C5a is a potent chemoattractant among the complement products and possesses a number of functions including the modulation of cytokine and adhesion molecules expression, causing oxidant burst and granule enzymes [113115]. C5a was reported to be excessively activated and its high expression was harmful for host during sepsis [116, 117]. After treatment with anti-C5a antibody, the IL-12+ DCs in peripheral blood and lymphoid nodes were decreased but were increased in peritoneal cavity in which IL-12+ DCs play a protection role in sepsis. Furthermore, anti-C5a antibody-treated mice had a higher survival rate than that in sham mice [118].
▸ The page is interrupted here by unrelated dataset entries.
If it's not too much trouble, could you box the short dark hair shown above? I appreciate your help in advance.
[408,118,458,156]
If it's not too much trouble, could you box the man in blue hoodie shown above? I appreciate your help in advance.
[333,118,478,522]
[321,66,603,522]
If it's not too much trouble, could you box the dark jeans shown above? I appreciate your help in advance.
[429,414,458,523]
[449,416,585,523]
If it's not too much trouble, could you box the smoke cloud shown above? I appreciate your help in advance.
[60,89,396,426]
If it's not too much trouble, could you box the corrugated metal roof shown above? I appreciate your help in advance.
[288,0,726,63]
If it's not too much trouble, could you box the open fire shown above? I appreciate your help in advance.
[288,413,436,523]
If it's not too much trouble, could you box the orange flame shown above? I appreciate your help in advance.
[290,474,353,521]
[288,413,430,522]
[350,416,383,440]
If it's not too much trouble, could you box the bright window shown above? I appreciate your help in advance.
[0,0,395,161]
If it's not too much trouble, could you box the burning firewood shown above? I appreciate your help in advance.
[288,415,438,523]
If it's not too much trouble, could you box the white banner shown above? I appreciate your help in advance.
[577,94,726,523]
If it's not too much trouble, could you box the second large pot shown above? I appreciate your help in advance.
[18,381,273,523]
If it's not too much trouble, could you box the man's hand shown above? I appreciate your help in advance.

5.3. Promote DC Maturation and Increase Proinflammatory Cytokines Release

This function is the most potent in improving the immunoparalysis status in sepsis. It is known that TLR family play a critical role in the clearance of pathogen by promoting proinflammatory response. However, the activation of TLR during this process requires the interaction with coreceptor CD14 which can amplify the inflammatory signal primed by bacterial pathogen [119, 120]. So CD14 is thought to be a potential target for skewing Th1 response in sepsis. TLR2-derived peptide enhances the DC maturation by upregulation of MHCII, CD80, and CD86 expression. The peptide also increased the release of IL-12 and IFN-γ which are key factors for activating Th1 cell. At the same time, TGF-β release was inhibited. It was indicated that the TLR2-derived peptide promoted a T1 adaptive immune response and improved the status of immunosuppression [121]. In addition, the introduction of phospholipase A2 (PLA2) enhanced expression of HLA-DR, CD86, CD80, CD83, and CD40 on DCs. PLA2 also improved the ability of DCs to secrete IFN-γ when cocultured with allogeneic T cells [122]. Moreover, microRNA is also a potential target of immune modulation. Silencing of miR-142-3p which targets the IL-6 3′untranslated region significantly promoted the IL-6 expression and reduced endotoxin-induced mortality [123].

6. Conclusion

DCs are crucial in pathogen recognition and induction of specific immune response to protect host from the invading infection. When sepsis develops, DCs from lymphoid and nonlymphoid tissues are lost, which mostly result from the apoptosis. Several surface molecules associated with DCs maturation are changed, in which the most obvious one is HLA-DR. Upon the stimulation of external antigen or danger signal, IL-12 expression is suppressed while IL-10 production is increased, which results in the polarization of Th cell toward Th2 or Treg. During sepsis Wnt or PPAR or epigenetic-mediated mechanism may be involved (Figure 1). Several therapies that focus on improving DCs function have been shown to be able to mitigate the disease symptom. It is known that septic patients need to undergo two stages: a hyperinflammatory state and the secondary occurrence of immunosuppression. However there is no clinical parameter able to point out what the undergoing mechanism is. Therefore, specific biomarkers responsible for reflecting the immune status need to be discovered in future. Furthermore, it is imperative to find out the ideal therapeutic target that only directs to one phase without affecting the other one.

Conflict of Interests

The authors declare that there is no conflict of interests regarding the publication of this paper.

Acknowledgment

This work was supported by a Grant from National “973” Project (no. 2012CB518102).